La morphine : elle est capable de se fixer sur ces récepteurs opioïdes et avoir le même effet que les enképhalines naturelles, mais elle va augmenter considérablement cette sensation de plaisir. 

  L’héroïne : c’est un dérivé de la morphine (héroïne = diacétyl‐morphine) qui pénètre plus 

rapidement que la morphine dans le cerveau où elle est transformée en morphine. Elle se fixe au niveau des récepteurs opioïdes, freine la libération de GABA et augmente la libération de dopamine déclenchant une important sensation de plaisir. 

  Alcool et nicotine : contrairement aux molécules dérivées de l’opium, ils ne lèvent pas 

l’inhibition des neurones à dopamine en agissant sur des neurones inhibiteurs, mais agissent directement sur les neurones à dopamine qu’ils stimulent. 

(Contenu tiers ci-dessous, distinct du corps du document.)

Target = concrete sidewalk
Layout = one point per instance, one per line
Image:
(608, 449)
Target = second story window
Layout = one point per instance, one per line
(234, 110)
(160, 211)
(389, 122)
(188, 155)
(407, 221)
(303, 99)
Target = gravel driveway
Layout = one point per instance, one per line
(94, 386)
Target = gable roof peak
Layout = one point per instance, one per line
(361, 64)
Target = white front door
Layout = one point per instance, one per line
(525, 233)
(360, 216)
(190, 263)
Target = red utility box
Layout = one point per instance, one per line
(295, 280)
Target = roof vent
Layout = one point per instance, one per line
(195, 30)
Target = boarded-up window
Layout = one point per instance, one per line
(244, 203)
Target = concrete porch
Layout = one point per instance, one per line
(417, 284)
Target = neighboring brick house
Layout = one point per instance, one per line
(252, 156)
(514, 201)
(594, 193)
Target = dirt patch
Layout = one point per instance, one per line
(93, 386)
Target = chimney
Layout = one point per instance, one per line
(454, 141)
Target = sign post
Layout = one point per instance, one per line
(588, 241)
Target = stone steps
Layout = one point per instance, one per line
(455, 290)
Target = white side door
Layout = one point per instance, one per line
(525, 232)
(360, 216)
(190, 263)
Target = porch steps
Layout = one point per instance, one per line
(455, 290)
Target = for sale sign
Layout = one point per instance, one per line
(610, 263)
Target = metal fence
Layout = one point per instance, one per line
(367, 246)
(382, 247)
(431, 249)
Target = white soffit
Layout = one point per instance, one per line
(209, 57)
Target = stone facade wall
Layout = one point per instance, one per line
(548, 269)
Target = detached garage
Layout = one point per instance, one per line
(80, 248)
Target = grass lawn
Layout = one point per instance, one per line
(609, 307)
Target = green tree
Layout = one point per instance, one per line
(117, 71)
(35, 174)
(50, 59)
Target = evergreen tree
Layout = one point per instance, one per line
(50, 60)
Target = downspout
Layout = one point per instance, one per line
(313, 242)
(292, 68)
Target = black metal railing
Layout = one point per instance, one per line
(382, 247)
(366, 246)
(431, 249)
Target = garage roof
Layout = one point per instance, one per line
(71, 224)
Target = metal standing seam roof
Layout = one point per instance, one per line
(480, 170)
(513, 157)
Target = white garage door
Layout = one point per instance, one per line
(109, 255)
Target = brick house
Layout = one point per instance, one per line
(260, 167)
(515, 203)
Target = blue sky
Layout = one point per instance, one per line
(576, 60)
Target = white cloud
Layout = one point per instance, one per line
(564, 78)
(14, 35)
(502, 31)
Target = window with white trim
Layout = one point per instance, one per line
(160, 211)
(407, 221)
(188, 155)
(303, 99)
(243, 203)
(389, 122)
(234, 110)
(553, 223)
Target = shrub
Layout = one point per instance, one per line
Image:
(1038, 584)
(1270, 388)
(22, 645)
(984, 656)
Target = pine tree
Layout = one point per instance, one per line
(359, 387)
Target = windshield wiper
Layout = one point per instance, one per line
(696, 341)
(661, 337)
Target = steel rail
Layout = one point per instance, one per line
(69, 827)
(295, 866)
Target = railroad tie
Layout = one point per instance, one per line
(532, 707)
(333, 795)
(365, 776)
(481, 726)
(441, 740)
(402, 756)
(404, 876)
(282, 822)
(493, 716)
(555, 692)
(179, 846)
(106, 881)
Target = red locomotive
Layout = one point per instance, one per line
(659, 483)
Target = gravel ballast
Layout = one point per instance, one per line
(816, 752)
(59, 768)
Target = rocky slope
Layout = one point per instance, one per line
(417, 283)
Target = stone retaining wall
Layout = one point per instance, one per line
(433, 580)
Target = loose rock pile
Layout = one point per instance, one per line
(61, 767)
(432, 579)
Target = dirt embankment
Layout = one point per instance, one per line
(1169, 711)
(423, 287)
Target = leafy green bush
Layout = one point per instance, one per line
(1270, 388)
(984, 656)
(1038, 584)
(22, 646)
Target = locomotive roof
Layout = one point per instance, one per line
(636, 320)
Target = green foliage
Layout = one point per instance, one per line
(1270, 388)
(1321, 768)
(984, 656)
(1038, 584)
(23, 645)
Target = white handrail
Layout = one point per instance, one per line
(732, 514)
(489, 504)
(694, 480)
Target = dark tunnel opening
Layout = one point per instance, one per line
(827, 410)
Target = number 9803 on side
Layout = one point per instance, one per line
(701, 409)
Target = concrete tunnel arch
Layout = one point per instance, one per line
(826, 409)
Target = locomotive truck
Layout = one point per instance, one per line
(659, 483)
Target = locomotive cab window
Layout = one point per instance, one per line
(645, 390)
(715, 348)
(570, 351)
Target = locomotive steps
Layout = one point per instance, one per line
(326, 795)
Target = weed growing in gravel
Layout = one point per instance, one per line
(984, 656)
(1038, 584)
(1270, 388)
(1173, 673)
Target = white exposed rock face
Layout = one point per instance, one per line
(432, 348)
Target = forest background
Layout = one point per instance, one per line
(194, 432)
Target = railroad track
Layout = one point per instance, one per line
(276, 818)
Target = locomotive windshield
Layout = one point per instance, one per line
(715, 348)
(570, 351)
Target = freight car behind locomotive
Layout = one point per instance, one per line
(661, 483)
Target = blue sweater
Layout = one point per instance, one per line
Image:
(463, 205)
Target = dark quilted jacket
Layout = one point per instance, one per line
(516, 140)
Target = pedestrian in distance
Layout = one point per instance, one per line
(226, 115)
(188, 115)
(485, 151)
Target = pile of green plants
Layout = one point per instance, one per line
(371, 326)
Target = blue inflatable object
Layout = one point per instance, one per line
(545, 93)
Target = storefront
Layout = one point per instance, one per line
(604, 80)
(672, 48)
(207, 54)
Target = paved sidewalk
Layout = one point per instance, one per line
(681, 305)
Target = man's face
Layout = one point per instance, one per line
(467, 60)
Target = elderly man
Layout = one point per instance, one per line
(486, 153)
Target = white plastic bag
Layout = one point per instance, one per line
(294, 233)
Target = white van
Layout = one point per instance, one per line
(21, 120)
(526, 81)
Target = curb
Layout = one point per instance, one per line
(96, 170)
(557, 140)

  Cocaïne, ecstasy et amphétamines : ils agissent de différents façons, soit en stimulant la 

libération de dopamine, soit en freinant sa dégradation au niveau de la fente synaptique.  Toutes ces substances sont capables de modifier considérablement l’humeur de la personne qui les absorbe : elles sont qualifiées de psychotropes.  

Bilan :  

Ce sont des expériences menées initialement chez le rat qui ont permis de mette en évidence ces circuits de la récompense. Présents au niveau du cerveau, ils mettent en jeu des neurones à dopamine dont l’activité peut être modifiées : des neurones inhibiteurs freinent la libération de dopamine par le biais du GABA.  Enképhalines, opiacés, amphétamines, alcool, nicotine, ecstasy agissent au niveau de ces circuits de la récompense de différentes façons et permettent d’augmenter la libération de la dopamine : ils ont des effets psychotropes importants.